Tan ha ridefinito il ruolo dei 15 partner generali dell’acceleratore: non sono più “consulenti da campo estivo”, ma investitori a vita. “Vogliamo che le persone abbiano il controllo diretto del proprio destino… avere almeno una persona a YC che sai che ha fatto il giuramento di guardarti le spalle e prendersi cura di te per tutta la vita dell’azienda”.
Questo approccio sta attirando una nuova ondata di talenti giovanissimi. Tan riporta che la presenza di fondatori tra i 18 e i 22 anni è aumentata di oltre il 100% anno su anno. Questo accade perché le grandi aziende tecnologiche (Fang) hanno smesso di assumere ai ritmi del passato, spingendo i giovani più ambiziosi verso l’imprenditoria.

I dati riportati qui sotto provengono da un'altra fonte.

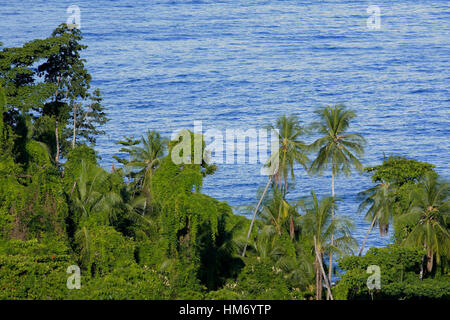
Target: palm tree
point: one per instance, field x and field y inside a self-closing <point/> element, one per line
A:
<point x="90" y="197"/>
<point x="291" y="150"/>
<point x="145" y="159"/>
<point x="380" y="200"/>
<point x="428" y="218"/>
<point x="279" y="214"/>
<point x="319" y="224"/>
<point x="336" y="148"/>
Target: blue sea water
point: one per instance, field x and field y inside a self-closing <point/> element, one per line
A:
<point x="242" y="63"/>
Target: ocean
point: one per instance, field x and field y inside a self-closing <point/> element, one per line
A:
<point x="235" y="64"/>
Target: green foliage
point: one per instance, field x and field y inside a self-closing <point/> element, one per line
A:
<point x="399" y="170"/>
<point x="258" y="280"/>
<point x="400" y="276"/>
<point x="102" y="249"/>
<point x="33" y="269"/>
<point x="402" y="175"/>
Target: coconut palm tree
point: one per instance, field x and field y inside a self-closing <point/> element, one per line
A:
<point x="291" y="151"/>
<point x="380" y="200"/>
<point x="90" y="198"/>
<point x="318" y="224"/>
<point x="428" y="218"/>
<point x="145" y="159"/>
<point x="336" y="148"/>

La sfida consumer e l’AI come Supporto Umano
Mentre il B2B corre, Tan vede opportunità altrettanto significative nel mercato consumer, nonostante sia storicamente meno razionale. Un segnale forte viene dal modo in cui le persone interagiscono con i modelli linguistici: “Le persone trattano ChatGPT come un consulente, o come uno psichiatra o un terapista”.

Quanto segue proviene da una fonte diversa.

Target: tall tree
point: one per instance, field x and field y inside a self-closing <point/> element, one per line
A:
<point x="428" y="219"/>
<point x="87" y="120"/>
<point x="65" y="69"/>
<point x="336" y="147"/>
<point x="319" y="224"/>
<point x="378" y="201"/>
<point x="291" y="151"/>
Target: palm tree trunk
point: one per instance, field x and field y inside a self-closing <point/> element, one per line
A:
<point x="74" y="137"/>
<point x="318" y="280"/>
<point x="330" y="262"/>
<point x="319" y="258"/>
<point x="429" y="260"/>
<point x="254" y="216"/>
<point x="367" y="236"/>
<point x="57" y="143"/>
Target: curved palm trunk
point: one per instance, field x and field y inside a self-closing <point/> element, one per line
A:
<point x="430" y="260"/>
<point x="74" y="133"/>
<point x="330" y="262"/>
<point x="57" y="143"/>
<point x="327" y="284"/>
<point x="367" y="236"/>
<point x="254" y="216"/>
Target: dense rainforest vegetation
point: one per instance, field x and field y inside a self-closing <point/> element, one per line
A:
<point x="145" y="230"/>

Esempi come Rosebud AI, un diario digitale intelligente co-fondato dal compagno di batch di Tan, Chris Bader, mostrano la strada per le startup AI nel 2026. Tan vede in queste app la capacità di colmare vuoti di accessibilità: “È super interessante… le persone pagano per questo. Ha una ritenzione molto alta… sta sostituendo una cosa più costosa, che è un terapista, e lo fa in molti modi meglio perché è più accessibile”.

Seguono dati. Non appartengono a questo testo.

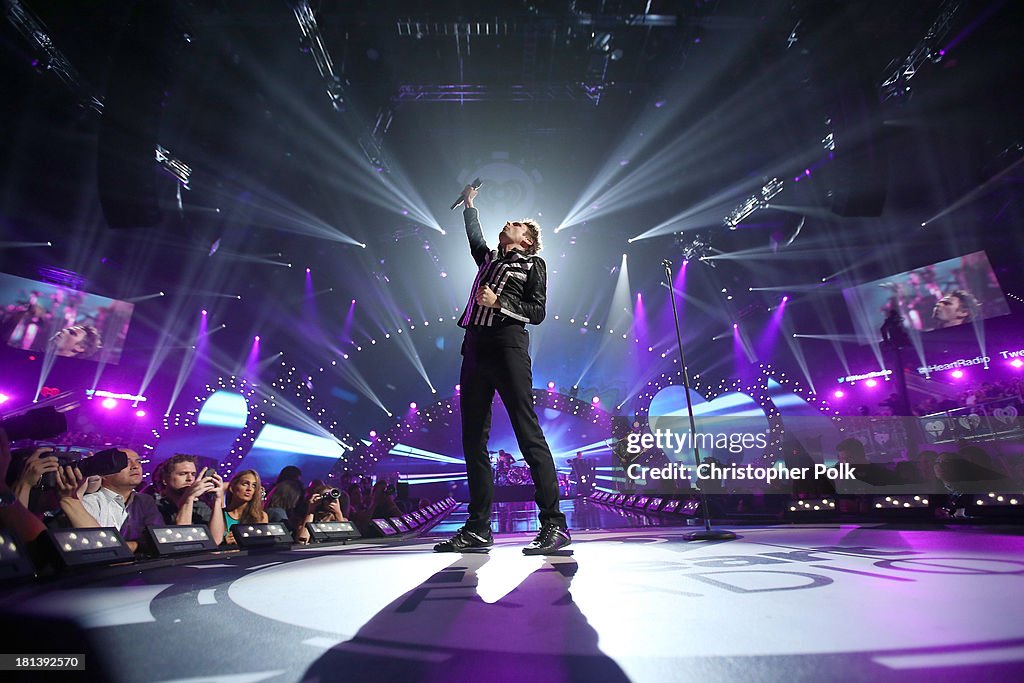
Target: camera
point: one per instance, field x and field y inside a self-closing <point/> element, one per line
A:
<point x="38" y="423"/>
<point x="328" y="497"/>
<point x="105" y="462"/>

La visione di Tan è quella di un mondo in cui l’automazione porta all’abbondanza. Egli paragona l’impatto attuale dell’AI a un evento sismico che molti stanno ancora ignorando: “C’è stato un terremoto… c’è un grattacielo tagliato a metà e tutte le tubature dell’acqua sono rotte… e le persone si comportano come se non fosse successo”. La realtà è che, secondo Tan, ovunque si guardi oggi c’è l’opportunità di costruire qualcosa di migliore: “Questa è di gran lunga la migliore epoca nella storia delle startup per fondarne una”.
Il successo dipenderà dalla capacità di iniettare la propria voce e visione nel processo creativo, evitando di produrre contenuti mediocri o “slop”. La tecnologia è il co-pilota, ma il timone rimane nelle mani di chi sa interpretare i bisogni reali degli utenti.